Sunday, February 21, 2010

Cussing, Dancing and Discipleship

The other evening, I found myself in a long conversation with the grocery-store-checkout-girl. Oddly enough, we got on the topic of religion and it’s affect on culture. She told me, “No one around here is really religious anymore. I know, like, three people at my school who are really…you know…real Christians.” She added significantly, “…and one of those is a girl who cries when anyone cusses.”

Uh, what? I wasn’t sure how to reply.

“I don’t cry when people cuss.” Not my greatest response ever.

“That’s good.”

The conversation ended, but in my mind I began to take notes.

There’s a tightrope believers must walk in how we represent ourselves to the world. We have centuries of stereotypes to contend with. For instance, in the town where my grandpa grew up, Christian ministers were responsible for creating a “no-dancing” ordinance. According to a local pastor, dancing was the start of a slippery slope toward “adultery, divorce, murder, and little children left as orphans.” You can guess how Christians were perceived in that town—as a bunch of legalists with frowny faces.

However, on the other side of the arena, there’s the “lax Christian” stereotype who, other than attending enthusiastic worship services, has no Christian features coloring their lives. They may proudly emphasize that they don’t care who wins the governorship, that Muse is their favorite band, that they party on the weekends and love to dance. “Absolutely nothing, nothing,” they say, “makes us unusual. We’re just like everyone else, except we love Jesus.” The danger there is if Christ does not change us, can we honestly say He has dominion over our lives?

I used to think I needed to find a balance between the two extremes. I didn’t want to be law-oriented, but I didn’t want to be a Christian-with-no-Christianity either. All I needed to do was figure out a way to live radically for Christ, while still looking pretty normal and cool.

Since then I’ve realized that knowing Jesus is not about finding a balance in the stereotypes. It’s a third option altogether:

What does Christianity look like Biblically?
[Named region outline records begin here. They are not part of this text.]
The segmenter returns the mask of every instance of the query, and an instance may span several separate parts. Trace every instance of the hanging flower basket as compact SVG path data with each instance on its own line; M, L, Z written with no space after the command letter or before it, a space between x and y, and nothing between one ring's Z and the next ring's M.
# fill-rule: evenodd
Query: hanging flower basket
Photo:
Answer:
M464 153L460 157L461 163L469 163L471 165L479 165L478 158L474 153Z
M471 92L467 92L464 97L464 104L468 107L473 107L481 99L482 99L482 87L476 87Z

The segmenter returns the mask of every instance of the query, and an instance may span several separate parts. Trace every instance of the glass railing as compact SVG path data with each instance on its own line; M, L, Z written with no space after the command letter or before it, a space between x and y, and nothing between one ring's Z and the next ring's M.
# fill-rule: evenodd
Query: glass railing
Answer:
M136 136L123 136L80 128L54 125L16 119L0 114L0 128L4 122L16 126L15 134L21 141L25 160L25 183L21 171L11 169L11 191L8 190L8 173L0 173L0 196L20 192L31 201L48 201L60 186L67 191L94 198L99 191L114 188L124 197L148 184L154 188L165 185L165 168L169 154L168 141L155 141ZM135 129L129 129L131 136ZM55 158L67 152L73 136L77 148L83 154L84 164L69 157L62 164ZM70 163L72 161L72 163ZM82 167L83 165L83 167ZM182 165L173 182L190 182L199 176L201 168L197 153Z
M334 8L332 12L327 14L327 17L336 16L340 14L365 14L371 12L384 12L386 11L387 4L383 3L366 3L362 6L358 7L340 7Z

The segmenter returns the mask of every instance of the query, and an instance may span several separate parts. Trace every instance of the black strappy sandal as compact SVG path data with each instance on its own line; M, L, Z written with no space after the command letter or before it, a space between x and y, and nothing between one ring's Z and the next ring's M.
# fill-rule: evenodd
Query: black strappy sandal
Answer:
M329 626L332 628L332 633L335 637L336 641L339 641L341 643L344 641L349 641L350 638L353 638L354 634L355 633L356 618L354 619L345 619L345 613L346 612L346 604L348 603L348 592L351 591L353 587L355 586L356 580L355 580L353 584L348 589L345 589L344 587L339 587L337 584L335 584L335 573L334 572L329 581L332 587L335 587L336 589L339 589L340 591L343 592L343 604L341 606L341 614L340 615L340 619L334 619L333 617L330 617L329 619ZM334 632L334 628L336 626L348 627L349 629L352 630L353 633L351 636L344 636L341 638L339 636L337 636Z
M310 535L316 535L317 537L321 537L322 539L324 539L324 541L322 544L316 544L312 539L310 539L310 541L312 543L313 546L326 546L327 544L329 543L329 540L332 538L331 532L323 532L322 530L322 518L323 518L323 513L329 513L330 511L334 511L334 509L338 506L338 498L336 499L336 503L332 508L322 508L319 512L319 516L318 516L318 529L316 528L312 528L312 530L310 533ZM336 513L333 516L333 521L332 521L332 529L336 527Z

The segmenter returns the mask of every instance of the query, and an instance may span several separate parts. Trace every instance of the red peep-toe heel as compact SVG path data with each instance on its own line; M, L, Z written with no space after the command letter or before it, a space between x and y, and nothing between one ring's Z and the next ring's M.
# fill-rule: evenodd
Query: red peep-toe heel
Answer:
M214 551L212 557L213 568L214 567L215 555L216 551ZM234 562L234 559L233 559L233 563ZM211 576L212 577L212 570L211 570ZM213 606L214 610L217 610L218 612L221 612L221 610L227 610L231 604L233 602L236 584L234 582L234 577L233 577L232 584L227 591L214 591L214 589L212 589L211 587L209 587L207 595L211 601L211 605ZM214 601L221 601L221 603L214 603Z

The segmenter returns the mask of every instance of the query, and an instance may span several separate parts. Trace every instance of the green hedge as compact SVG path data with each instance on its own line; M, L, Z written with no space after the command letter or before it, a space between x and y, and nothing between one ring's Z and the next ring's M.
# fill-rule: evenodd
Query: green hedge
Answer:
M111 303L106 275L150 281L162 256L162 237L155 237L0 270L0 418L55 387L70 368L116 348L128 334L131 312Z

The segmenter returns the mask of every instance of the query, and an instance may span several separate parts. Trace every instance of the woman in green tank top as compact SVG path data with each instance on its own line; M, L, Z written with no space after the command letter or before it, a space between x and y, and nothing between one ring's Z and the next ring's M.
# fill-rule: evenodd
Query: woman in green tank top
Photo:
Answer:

2 Corinthians 4:7 says, “But we have this treasure [the Gospel] in jars of clay, to show that the surpassing power belongs to God and not to us.” We’re the jars of clay; God is the treasure we hold inside.

Ni Tou-Sheng, a Chinese evangelist, expounded on the passage:

“Numbers of people have their own conceptions of a Christian, but these conceptions are one-sided, because they are just a creation of the human mind….

Here is a man [the apostle Paul] who is afraid and yet determined; he is encompassed by foes and yet he is not bound; he seems about to be overcome and yet he is not destroyed. It is plain enough that he is weak, and yet he declares that just when he is weak he is strong….

Do you begin now to understand what it means to be a Christian? To be a Christian is to be a person in whom seeming incompatibles exist together, but in whom it is the power of God that repeatedly triumphs.”

He explained that we’re not supposed to hide our weaknesses, or to train ourselves to be un-human. Instead, that humanity is meant to further highlight God’s strength and God’s grace which He gives to us. Nee added, “The flesh is to be withstood and given over to death—the death of the cross…but weakness, in this other sense, is to remain.”

In other words, I realized that Christianity isn’t trying to fall into any category. It’s not about being “the girl who cries at cuss words” any more than it is to be the “cool, cussing Christian” on campus.

Living for Jesus means living to represent Him with accuracy. It means God’s grace showing in our lives, because we’re vulnerable, honest and authentic enough that we don’t mind if others see. Being a Christian means pursuing the Jesus of the Bible, while inadvertently busting stereotypes as we go; it’s not the other way around. Being a Christian means seeking holiness--not necessarily perfection.

As for dancing laws and cussing…well, that doesn’t have much to do with it, does it?